We’d like the ability to alias our devices on the public resindevice.io to our own subdomain, eg. so we can use a wildcard ssl cert - when we did this we ended up with a 404 error, any ideas why this would be?
Hi, can you tell a bit more about what you were doing, how are you setting things up, so we can understand/replicate the issues better?
Hey,
If you look at it, you’ll see that the subdomain on device urls is the device UUID. We use this to locate the device on the VPN. If you send a request using a different domain, we won’t be able to locate the device. Even if we identified the device in some other way, you’d still get a TLS error because we wouldn’t have your cert and be capable of terminating the traffic.
To do what you want, you need to set up a reverse proxy where you terminate your own TLS (wildcard or otherwise) and the proxy the request to the device URL as an HTTPS request as normal. This would put the burden on you to somehow extract/translate the UUID out of whatever request your proxy receives and convert it to the subdomain we expect.

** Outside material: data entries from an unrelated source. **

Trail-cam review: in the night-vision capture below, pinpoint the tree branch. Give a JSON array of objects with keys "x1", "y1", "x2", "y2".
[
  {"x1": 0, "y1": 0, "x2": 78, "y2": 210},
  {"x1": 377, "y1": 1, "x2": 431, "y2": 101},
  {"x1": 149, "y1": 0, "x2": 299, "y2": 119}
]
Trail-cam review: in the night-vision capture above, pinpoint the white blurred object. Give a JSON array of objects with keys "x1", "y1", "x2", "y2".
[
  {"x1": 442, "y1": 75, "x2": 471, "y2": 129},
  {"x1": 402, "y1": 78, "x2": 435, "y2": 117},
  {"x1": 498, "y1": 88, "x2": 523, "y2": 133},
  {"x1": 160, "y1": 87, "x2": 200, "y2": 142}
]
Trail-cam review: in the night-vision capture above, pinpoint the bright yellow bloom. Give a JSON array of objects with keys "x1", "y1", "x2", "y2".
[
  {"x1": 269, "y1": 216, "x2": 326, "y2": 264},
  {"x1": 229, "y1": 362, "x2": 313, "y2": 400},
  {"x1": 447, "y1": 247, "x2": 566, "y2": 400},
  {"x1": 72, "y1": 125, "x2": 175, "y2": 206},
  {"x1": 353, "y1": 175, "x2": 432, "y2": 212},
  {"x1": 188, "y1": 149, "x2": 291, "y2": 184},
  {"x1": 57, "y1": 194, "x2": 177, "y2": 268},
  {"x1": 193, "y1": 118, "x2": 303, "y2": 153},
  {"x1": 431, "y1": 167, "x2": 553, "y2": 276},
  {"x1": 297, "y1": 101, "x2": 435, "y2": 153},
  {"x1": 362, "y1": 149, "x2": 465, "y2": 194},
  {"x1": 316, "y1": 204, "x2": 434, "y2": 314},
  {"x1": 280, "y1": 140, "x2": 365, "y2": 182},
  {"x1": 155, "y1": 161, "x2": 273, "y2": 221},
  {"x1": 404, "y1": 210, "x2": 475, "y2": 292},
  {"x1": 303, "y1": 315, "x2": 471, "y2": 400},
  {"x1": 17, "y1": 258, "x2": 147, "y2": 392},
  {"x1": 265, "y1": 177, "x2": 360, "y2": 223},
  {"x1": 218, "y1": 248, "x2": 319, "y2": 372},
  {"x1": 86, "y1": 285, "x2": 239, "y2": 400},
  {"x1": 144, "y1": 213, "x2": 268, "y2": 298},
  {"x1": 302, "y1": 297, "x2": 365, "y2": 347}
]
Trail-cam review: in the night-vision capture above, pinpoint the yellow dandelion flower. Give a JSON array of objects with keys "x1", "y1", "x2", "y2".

I hope that’s helpful. If you need more details or examples let us know, and we could extend our docs to support this use case.
Jack
hey Jack (good Name FYI)
we had spotted that and had Just tried to CNAME a domain we have to resindevice.io and passing the Device UUID intact. we had a Public DNS CNAME record for .example.com to .resindevice.io and no joy not even an invalid Common Name error from the Cert. I’ll retest as i need to get the CNAME reinstated as we have replaced that device now.
Ideally we would do this in production with a DNAME record.

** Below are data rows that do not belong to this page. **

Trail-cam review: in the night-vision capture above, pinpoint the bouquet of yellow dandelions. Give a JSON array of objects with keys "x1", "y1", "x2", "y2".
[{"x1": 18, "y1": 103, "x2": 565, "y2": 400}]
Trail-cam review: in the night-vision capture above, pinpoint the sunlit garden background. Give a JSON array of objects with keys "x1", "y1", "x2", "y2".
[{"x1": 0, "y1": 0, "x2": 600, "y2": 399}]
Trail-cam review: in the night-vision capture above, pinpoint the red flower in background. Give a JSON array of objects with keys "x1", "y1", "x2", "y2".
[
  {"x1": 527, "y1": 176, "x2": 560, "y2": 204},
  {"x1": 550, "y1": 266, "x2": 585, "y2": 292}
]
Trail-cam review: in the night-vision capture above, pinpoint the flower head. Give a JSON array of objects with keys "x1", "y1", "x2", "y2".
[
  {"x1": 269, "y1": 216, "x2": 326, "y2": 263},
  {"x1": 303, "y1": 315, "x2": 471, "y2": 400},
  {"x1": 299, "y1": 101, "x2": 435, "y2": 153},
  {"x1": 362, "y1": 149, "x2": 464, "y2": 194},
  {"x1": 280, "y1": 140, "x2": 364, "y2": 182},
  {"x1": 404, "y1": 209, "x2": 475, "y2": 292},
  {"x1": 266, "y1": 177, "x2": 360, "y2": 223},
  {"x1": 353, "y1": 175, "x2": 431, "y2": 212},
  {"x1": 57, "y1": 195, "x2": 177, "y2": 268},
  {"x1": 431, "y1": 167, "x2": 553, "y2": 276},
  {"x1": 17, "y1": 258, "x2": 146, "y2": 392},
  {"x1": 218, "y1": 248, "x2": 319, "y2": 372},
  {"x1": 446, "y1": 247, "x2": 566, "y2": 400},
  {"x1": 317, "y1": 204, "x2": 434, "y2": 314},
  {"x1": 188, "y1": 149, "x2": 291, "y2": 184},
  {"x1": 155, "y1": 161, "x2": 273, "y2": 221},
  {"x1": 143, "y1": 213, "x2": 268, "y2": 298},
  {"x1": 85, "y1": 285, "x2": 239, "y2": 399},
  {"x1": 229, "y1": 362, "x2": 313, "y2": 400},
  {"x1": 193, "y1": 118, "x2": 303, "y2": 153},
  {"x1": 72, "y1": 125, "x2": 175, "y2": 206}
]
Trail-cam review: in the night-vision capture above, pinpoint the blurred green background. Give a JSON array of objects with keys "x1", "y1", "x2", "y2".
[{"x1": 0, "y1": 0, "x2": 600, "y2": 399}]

i can see the reasoning behind using a reverse proxy but i would really like to see at least TLS Client Auth on the inside of the reverse proxy to resindevice.io TLS Server. sadly though that wouldn’t answer my concerns on Open https via public URL
The ability to do that and use a DNAME would be a graceful solution to accessing devices’s web interface as an end/nontech user. all without having to worry about things like inward permissions and NAT Traversal that are the standard on most networks today.
Jack
Bump. I wanted to do such a thing with Traefik and my project Octobalena.

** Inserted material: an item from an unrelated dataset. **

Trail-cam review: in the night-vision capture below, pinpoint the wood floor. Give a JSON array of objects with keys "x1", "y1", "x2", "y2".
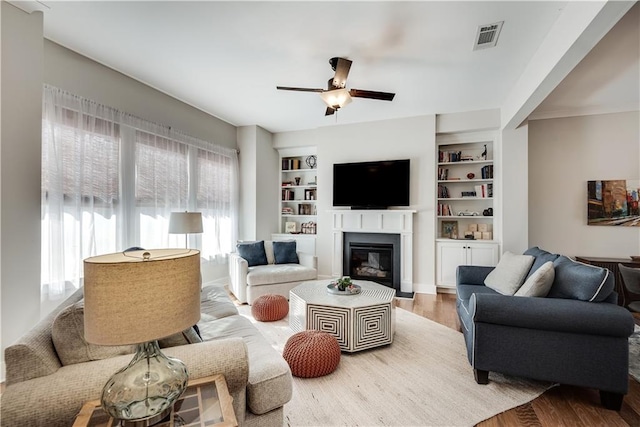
[{"x1": 397, "y1": 294, "x2": 640, "y2": 427}]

Creating a CNAME that points to device-hash.balena-devices.com produces a 404 since the Balena VPN is not forwarding traffic to anything without a Host: header equal to *.balena-devices.com or something of that nature, which cannot be discerned from my end. So as a result, I cannot pass traffic to my device via a CNAME and have a webserver/reverse proxy on the device directing that to different containers, would be an awesome thing to support.
Alternatively I can teach people how to use load balancers and bypass the Balena public url feature entirely if this can’t be supported, which would be a shame considering this is so close to being elegant as mentioned earlier!
Hi,
As it was correctly mentioned before, the way current public device URLs are implemented requires having {uuid}.balena-devices.com in the HTTP Host header. Hence, custom domain names are not currently supported yet, so you need some reverse proxy in front of the balena device address that you can point your custom domain to.
Proper and elegant custom domain support is our roadmap though.